Of course (ok not of course), LineTrace was written in lua, when it should have been in native C++, so there’s a clear improvement to be had here.

Lessons

A lot of this lua code was written because, with the live editing of lua, the iteration times were fast. Hence fixing bugs in lua code is fast compared to C++. However, code which is clearly expensive, and requires high performance needs to be moved to C++, even if, on my development PC it seems ‘fast enough’

The luaJIT documentation also indicates that it has some extensions which could be used to speed the code up even further, specifically tying in C-style structs and functions in a way that works nicely with the JIT compiler. Using this system might also allow for further optimisations.

Further Possibilities

If I had a way to hot-reload C++ code, it might have meant this code never entered lua, as I would have been able to iterate just as quickly in C++. Getting such a system working isn’t simple, but is definitely possible using dll files or shared libraries (on linux).

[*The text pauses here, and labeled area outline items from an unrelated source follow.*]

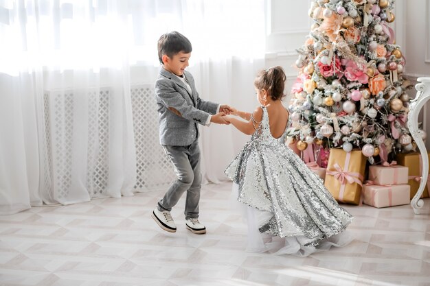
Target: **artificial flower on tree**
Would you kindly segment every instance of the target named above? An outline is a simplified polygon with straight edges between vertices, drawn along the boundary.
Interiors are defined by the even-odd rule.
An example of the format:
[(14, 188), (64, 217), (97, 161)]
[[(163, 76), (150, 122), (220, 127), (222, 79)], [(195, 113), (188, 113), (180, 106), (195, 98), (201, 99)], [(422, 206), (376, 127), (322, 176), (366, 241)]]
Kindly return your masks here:
[(289, 143), (301, 151), (360, 149), (372, 164), (416, 147), (406, 126), (411, 85), (402, 75), (405, 60), (389, 27), (394, 5), (312, 2), (314, 23), (295, 62)]

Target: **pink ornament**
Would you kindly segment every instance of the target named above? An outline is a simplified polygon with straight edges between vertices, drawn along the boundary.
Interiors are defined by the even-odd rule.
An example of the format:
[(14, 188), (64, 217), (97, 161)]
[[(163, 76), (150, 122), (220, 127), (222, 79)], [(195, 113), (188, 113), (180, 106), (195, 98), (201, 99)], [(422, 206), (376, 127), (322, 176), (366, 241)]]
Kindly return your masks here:
[(348, 135), (351, 132), (351, 128), (348, 125), (344, 125), (341, 127), (341, 132), (343, 135)]
[(374, 4), (374, 5), (372, 6), (371, 14), (372, 15), (377, 15), (379, 14), (380, 12), (381, 12), (381, 7), (379, 7), (379, 5)]
[(359, 102), (361, 99), (361, 93), (358, 89), (351, 91), (351, 99)]
[(389, 69), (390, 71), (394, 71), (397, 69), (397, 64), (396, 63), (396, 62), (389, 62), (389, 63), (388, 64), (388, 69)]
[(291, 120), (293, 121), (298, 121), (300, 119), (300, 115), (298, 112), (294, 112), (291, 114)]
[(366, 157), (370, 157), (373, 156), (374, 152), (375, 147), (373, 147), (373, 145), (372, 144), (365, 144), (364, 146), (363, 146), (363, 148), (361, 149), (361, 153), (363, 153), (363, 154)]
[(319, 123), (322, 123), (323, 122), (324, 122), (324, 115), (321, 115), (321, 113), (318, 113), (315, 119)]
[(343, 6), (338, 6), (336, 8), (336, 11), (341, 15), (343, 15), (346, 12), (346, 10)]
[(378, 64), (378, 71), (379, 71), (381, 73), (385, 73), (385, 71), (387, 71), (387, 64), (384, 64), (383, 62)]
[(369, 49), (370, 51), (374, 51), (376, 49), (377, 47), (378, 47), (378, 43), (376, 41), (372, 40), (370, 43), (369, 43)]
[(351, 114), (355, 111), (355, 104), (350, 100), (347, 100), (342, 104), (342, 109), (348, 114)]

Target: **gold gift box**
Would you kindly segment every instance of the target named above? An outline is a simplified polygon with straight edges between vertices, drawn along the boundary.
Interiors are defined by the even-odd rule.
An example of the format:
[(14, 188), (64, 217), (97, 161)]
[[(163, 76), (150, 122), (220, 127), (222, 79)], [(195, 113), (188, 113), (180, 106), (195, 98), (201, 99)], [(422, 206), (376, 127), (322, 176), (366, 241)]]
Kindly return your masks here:
[[(396, 160), (397, 161), (397, 163), (409, 168), (409, 178), (419, 178), (422, 175), (422, 167), (421, 164), (420, 164), (420, 154), (421, 154), (419, 152), (412, 152), (401, 153), (396, 155)], [(430, 162), (430, 152), (427, 152), (427, 158), (429, 158), (429, 162)], [(420, 182), (420, 180), (416, 180), (414, 178), (410, 178), (408, 180), (407, 184), (411, 186), (411, 199), (414, 198), (416, 192), (418, 191)], [(429, 184), (427, 183), (424, 191), (422, 192), (421, 198), (429, 198), (428, 187)]]
[[(349, 164), (345, 166), (349, 156)], [(357, 180), (363, 182), (366, 167), (366, 158), (361, 150), (352, 150), (349, 153), (342, 149), (330, 149), (326, 173), (324, 186), (338, 202), (352, 204), (359, 204), (361, 197), (361, 185), (358, 182), (349, 182), (345, 180), (343, 184), (335, 175), (329, 174), (330, 171), (335, 171), (335, 165), (337, 164), (343, 171), (359, 174), (354, 176)]]

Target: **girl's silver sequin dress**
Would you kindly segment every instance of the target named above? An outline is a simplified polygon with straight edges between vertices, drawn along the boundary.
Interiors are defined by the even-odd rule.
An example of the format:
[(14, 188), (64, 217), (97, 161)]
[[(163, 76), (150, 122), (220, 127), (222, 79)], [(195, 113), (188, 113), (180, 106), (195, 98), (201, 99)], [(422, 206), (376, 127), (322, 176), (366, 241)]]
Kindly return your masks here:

A change like this could be made superficially, partitioning the code into that which can hot-reload, and everything else. This wouldn’t be too difficult, but it also would only benefit those parts of the code that fell the right side of the line. To make substantial use of this feature, it would need to be worked into the engine in a more fundamental way.

Raspberry Pi

It’s possible that with all of these changes the engine might work on the Raspberry Pi, with some strong restrictions on the number of entities and the complexity of maps. While it should be possible to do a lot more on the platform than this, I think that might have to be restricted to some later engine. By entirely targetting an engine development effort at the platform, and in all likely hood restricting it to mostly C or C++, more impressive work should be possible.